Merge pull request #357 from broadinstitute/development

bistline · web-flow · commit 1f0dcf55a452 · 2024-08-07T11:21:21.000-04:00
Release 1.33.0
diff --git a/.gitignore b/.gitignore
@@ -30,3 +30,5 @@ errors.txt
 info.txt
 log.txt
 user_log.txt
+
+ingest/.cas-api-token
diff --git a/ingest/cas.py b/ingest/cas.py
@@ -0,0 +1,206 @@
+"""Cell Annotation Service (CAS) ETL for Single Cell Portal
+
+Context: https://github.com/broadinstitute/scp-ingest-pipeline/pull/353
+"""
+
+import json
+import re
+
+import scanpy as sc
+
+from cellarium.cas import CASClient
+from cellarium.cas._io import suppress_stderr
+import cellarium.cas.postprocessing.ontology_aware as pp
+from cellarium.cas.postprocessing.cell_ontology import CellOntologyCache
+from cellarium.cas.postprocessing import insert_cas_ontology_aware_response_into_adata
+
+# Comment out block below below unless debugging
+# from cellarium.cas.visualization import CASCircularTreePlotUMAPDashApp
+
+with suppress_stderr():
+    cl = CellOntologyCache()
+
+input_path = "pbmc_10x_v3_4k.h5ad"
+cas_response_output_path = f"{input_path}__cas_response_ontology_aware.json"
+
+def cas_annotate(input_path, output_path):
+    """Call CAS for an H5AD, write results; return input AnnData, CAS response
+    """
+    # TODO (SCP-5715):
+    # - Add CAS API token to Google Secrets Manager
+    # - Update block below to use GSM
+    # - Ensure team removes any local .cas-api-token files and .gitignore entry
+    with open(".cas-api-token") as f:
+        api_token = f.read().strip()
+
+    cas = CASClient(api_token=api_token)
+    print('CASClient')
+    print(cas)
+
+    adata = sc.read_h5ad(input_path)
+
+    # Returns summary results that have substantial post-processing support
+    cas_ontology_aware_response = cas.annotate_matrix_cell_type_ontology_aware_strategy(
+        matrix=adata,
+        chunk_size=500,
+        feature_ids_column_name='gene_ids',
+        feature_names_column_name='index'
+    )
+
+    # Returns dataset-specific results.
+    # Ontology-aware strategy (above, not this) is preferred.

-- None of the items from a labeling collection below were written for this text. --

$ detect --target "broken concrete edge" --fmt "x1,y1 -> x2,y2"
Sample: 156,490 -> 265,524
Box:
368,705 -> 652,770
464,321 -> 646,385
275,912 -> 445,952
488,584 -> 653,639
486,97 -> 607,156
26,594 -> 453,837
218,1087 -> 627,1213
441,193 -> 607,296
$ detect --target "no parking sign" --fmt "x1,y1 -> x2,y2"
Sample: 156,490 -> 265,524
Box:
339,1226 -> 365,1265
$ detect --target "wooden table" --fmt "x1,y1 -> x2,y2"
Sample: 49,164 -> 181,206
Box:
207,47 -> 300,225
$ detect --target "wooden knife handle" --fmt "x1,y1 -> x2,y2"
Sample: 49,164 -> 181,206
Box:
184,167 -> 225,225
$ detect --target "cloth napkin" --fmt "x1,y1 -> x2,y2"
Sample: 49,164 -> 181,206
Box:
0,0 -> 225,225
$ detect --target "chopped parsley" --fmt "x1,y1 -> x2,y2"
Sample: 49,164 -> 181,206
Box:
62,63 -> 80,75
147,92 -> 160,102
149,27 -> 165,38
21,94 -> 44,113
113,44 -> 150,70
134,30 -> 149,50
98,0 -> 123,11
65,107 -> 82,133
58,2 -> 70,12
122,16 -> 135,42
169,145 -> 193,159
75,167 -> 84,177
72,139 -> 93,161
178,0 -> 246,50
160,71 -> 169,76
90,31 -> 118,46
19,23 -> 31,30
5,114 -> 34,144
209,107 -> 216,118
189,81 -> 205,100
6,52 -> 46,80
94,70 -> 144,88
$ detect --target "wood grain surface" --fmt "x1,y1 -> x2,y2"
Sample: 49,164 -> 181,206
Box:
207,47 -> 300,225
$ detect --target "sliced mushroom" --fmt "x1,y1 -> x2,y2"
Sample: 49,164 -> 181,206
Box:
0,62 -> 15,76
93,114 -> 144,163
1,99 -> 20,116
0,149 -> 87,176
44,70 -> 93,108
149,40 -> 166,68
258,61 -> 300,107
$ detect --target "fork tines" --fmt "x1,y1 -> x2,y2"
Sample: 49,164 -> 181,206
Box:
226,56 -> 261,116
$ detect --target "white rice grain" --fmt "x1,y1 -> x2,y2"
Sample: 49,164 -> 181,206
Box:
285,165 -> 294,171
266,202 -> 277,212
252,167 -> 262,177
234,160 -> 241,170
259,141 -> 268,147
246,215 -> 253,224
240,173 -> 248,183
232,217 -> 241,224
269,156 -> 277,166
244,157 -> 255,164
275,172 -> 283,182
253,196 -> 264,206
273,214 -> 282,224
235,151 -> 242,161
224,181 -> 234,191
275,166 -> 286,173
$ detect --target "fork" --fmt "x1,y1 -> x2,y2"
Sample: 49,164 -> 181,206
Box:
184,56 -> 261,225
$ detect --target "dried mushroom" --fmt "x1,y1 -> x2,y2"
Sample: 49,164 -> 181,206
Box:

+    # cas_response = cas.annotate_matrix_cell_type_summary_statistics_strategy(
+    #     matrix=adata
+    # )
+
+    with open(output_path, "w") as f:
+        f.write(json.dumps(cas_ontology_aware_response))
+
+    adata.write(f"cas_annotated_before_postprocessing__{input_path}")
+
+    print(f"Wrote CAS response to: {output_path}")
+
+    return [adata, cas_ontology_aware_response]
+
+def make_compliant_for_scp(adata):
+    """Shim to make AnnData file compliant with SCP metadata schema
+
+    Only use for demo / development purposes.  This is generally commented out
+    upstream.
+    """
+    if 'biosample_id' not in adata.obs:
+        adata.obs['biosample_id'] = "sample-1"
+        adata.obs['donor_id'] = "donor-1"
+        adata.obs['species'] = "NCBITaxon_9606"
+        adata.obs['species__ontology_label'] = "Homo sapiens"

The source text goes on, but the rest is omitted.